Passing legislation takes about as much effort as repealing. (The exception being if the legislation spawns a massive bureaucracy.)
Chat Control 1.0 was de facto passed. It's now being unpassed. We don't have to win every time. Just more.
While true, those trying to pass this legislation get paid to do so, while those against it have work hard and pay taxes to fund the former.
Chat Control has paid lobbyists on both sides. Also, paying lobbyists is still sinking resources. And the people taking their meetings are still sinking political capital into a fight that has–to date–yielded zilch.
> while those against it have work hard and pay taxes to fund the former
The principal moneyed interests in this fight are the tech companies. Your taxes aren't funding their fight. The police lobby is less effective if filtered through paid lobbyists versus having a police chief personally pitch lawmakers.
Your ISP had to spy on you. This was the law for 8 years until it was ruled unconstitutional.
ARTICLE 8
Right to respect for private and family life
1. Everyone has the right to respect for his private and family life, his home and his correspondence.
You have the right to privacy, just no actual privacy. Just like in Life of Brian, where Stan/Loretta has the right to have children, but can't actually have children.
Users need the ability to choose operating systems and software that is not exclusively green-lit by a first-party vendor. It's not glamorous, but pretending that software isn't a competitive market is what put us into this surveillance monopoly in the first place. "trust" distributed among a handful of businesses isn't going to cut it in a post-2030s threat environment.
For Americans, imagine if only Republicans ever got to propose legislation and only Democrats could vote on it. That's more or less it.

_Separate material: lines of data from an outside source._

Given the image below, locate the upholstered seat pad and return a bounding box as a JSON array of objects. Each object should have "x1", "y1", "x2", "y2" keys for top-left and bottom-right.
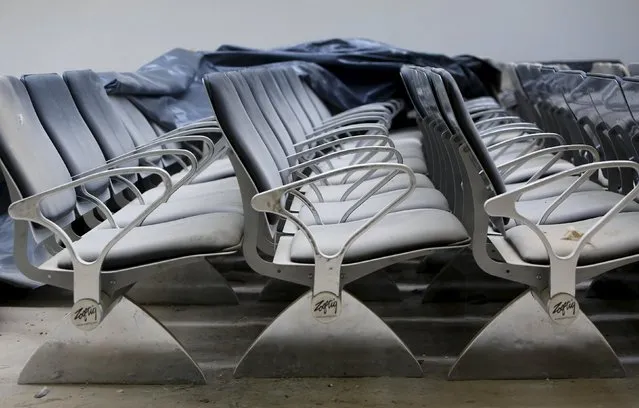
[
  {"x1": 172, "y1": 158, "x2": 235, "y2": 184},
  {"x1": 142, "y1": 177, "x2": 240, "y2": 202},
  {"x1": 504, "y1": 156, "x2": 575, "y2": 184},
  {"x1": 302, "y1": 173, "x2": 433, "y2": 202},
  {"x1": 388, "y1": 127, "x2": 424, "y2": 142},
  {"x1": 516, "y1": 191, "x2": 639, "y2": 228},
  {"x1": 488, "y1": 143, "x2": 540, "y2": 163},
  {"x1": 56, "y1": 213, "x2": 244, "y2": 270},
  {"x1": 324, "y1": 158, "x2": 428, "y2": 184},
  {"x1": 291, "y1": 209, "x2": 469, "y2": 263},
  {"x1": 96, "y1": 190, "x2": 243, "y2": 228},
  {"x1": 299, "y1": 188, "x2": 449, "y2": 225},
  {"x1": 506, "y1": 212, "x2": 639, "y2": 265},
  {"x1": 506, "y1": 177, "x2": 603, "y2": 200}
]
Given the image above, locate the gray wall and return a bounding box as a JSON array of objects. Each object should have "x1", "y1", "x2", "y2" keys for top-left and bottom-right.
[{"x1": 0, "y1": 0, "x2": 639, "y2": 74}]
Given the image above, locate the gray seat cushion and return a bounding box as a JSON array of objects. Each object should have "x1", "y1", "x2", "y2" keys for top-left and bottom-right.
[
  {"x1": 506, "y1": 212, "x2": 639, "y2": 265},
  {"x1": 299, "y1": 188, "x2": 449, "y2": 225},
  {"x1": 96, "y1": 190, "x2": 243, "y2": 229},
  {"x1": 142, "y1": 177, "x2": 240, "y2": 203},
  {"x1": 506, "y1": 177, "x2": 603, "y2": 200},
  {"x1": 302, "y1": 173, "x2": 433, "y2": 202},
  {"x1": 504, "y1": 156, "x2": 575, "y2": 184},
  {"x1": 511, "y1": 191, "x2": 639, "y2": 226},
  {"x1": 291, "y1": 209, "x2": 469, "y2": 263},
  {"x1": 55, "y1": 213, "x2": 244, "y2": 270},
  {"x1": 172, "y1": 158, "x2": 235, "y2": 184},
  {"x1": 388, "y1": 127, "x2": 424, "y2": 142},
  {"x1": 323, "y1": 157, "x2": 428, "y2": 184}
]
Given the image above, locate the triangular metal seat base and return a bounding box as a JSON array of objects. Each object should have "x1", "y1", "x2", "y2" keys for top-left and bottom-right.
[
  {"x1": 259, "y1": 270, "x2": 402, "y2": 302},
  {"x1": 18, "y1": 298, "x2": 206, "y2": 384},
  {"x1": 235, "y1": 291, "x2": 422, "y2": 378},
  {"x1": 448, "y1": 290, "x2": 625, "y2": 380}
]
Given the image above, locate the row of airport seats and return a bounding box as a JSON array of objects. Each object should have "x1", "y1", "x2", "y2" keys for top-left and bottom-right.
[
  {"x1": 0, "y1": 59, "x2": 639, "y2": 383},
  {"x1": 0, "y1": 66, "x2": 410, "y2": 383}
]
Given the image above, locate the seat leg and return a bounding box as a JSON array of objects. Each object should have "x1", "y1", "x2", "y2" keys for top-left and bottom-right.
[
  {"x1": 259, "y1": 270, "x2": 402, "y2": 302},
  {"x1": 234, "y1": 291, "x2": 422, "y2": 378},
  {"x1": 422, "y1": 255, "x2": 526, "y2": 303},
  {"x1": 448, "y1": 290, "x2": 625, "y2": 380},
  {"x1": 18, "y1": 297, "x2": 206, "y2": 384},
  {"x1": 127, "y1": 259, "x2": 239, "y2": 305}
]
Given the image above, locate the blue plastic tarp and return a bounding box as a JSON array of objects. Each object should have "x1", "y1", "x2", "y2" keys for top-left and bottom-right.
[{"x1": 101, "y1": 39, "x2": 500, "y2": 129}]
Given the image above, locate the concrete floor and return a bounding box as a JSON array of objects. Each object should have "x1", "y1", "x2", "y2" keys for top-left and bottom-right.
[{"x1": 0, "y1": 270, "x2": 639, "y2": 408}]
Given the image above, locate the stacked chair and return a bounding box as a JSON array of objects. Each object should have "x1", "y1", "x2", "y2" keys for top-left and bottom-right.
[{"x1": 0, "y1": 55, "x2": 639, "y2": 384}]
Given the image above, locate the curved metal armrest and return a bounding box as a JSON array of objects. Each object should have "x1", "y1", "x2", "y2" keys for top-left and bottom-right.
[
  {"x1": 293, "y1": 124, "x2": 388, "y2": 151},
  {"x1": 313, "y1": 114, "x2": 390, "y2": 133},
  {"x1": 497, "y1": 144, "x2": 600, "y2": 183},
  {"x1": 486, "y1": 133, "x2": 566, "y2": 152},
  {"x1": 479, "y1": 125, "x2": 542, "y2": 142},
  {"x1": 251, "y1": 163, "x2": 416, "y2": 265},
  {"x1": 287, "y1": 135, "x2": 395, "y2": 165},
  {"x1": 73, "y1": 145, "x2": 198, "y2": 179},
  {"x1": 8, "y1": 167, "x2": 173, "y2": 304},
  {"x1": 484, "y1": 160, "x2": 639, "y2": 298},
  {"x1": 158, "y1": 118, "x2": 220, "y2": 138},
  {"x1": 332, "y1": 102, "x2": 393, "y2": 118},
  {"x1": 280, "y1": 146, "x2": 403, "y2": 180},
  {"x1": 102, "y1": 130, "x2": 215, "y2": 169},
  {"x1": 470, "y1": 108, "x2": 510, "y2": 120},
  {"x1": 475, "y1": 116, "x2": 530, "y2": 126}
]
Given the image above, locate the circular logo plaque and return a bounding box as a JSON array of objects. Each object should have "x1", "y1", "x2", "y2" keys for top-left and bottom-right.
[
  {"x1": 71, "y1": 299, "x2": 102, "y2": 331},
  {"x1": 548, "y1": 293, "x2": 579, "y2": 325},
  {"x1": 311, "y1": 292, "x2": 342, "y2": 323}
]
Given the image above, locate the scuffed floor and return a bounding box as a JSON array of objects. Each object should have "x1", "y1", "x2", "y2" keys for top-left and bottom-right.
[{"x1": 0, "y1": 270, "x2": 639, "y2": 408}]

I thought Juncker was an idiot but VdL is corrupt to Hillary levels and worse than the disastruous Merker/Juncker duo in every way. I'd like to see her replaced with someone like Macron. That's the type of leadership that the EU needs right now.
Well, that's because she was nominated by European governments, which happen to be largely run by right-wing parties right now. There have been socialist personalities in her place in the past. That has nothing to do with democracy.
Otherwise it would be trivial for a government to intentionally fail to pass anything they disagree with, and thus act as a de facto dictatorship.
Yes, I can absolutely see a majority in certain countries (e.g. Hungary) believing this is a fair compromise between security and privacy.
I don't think "democracy is flawed therefore we need less of it" is a good idea.
Looking at what each of my MEPs voted they seemed to pretty accurately represent their own party lines, the right and far right voted for, left and center left voted against. I'm shocked! Shocked! Well not that shocked.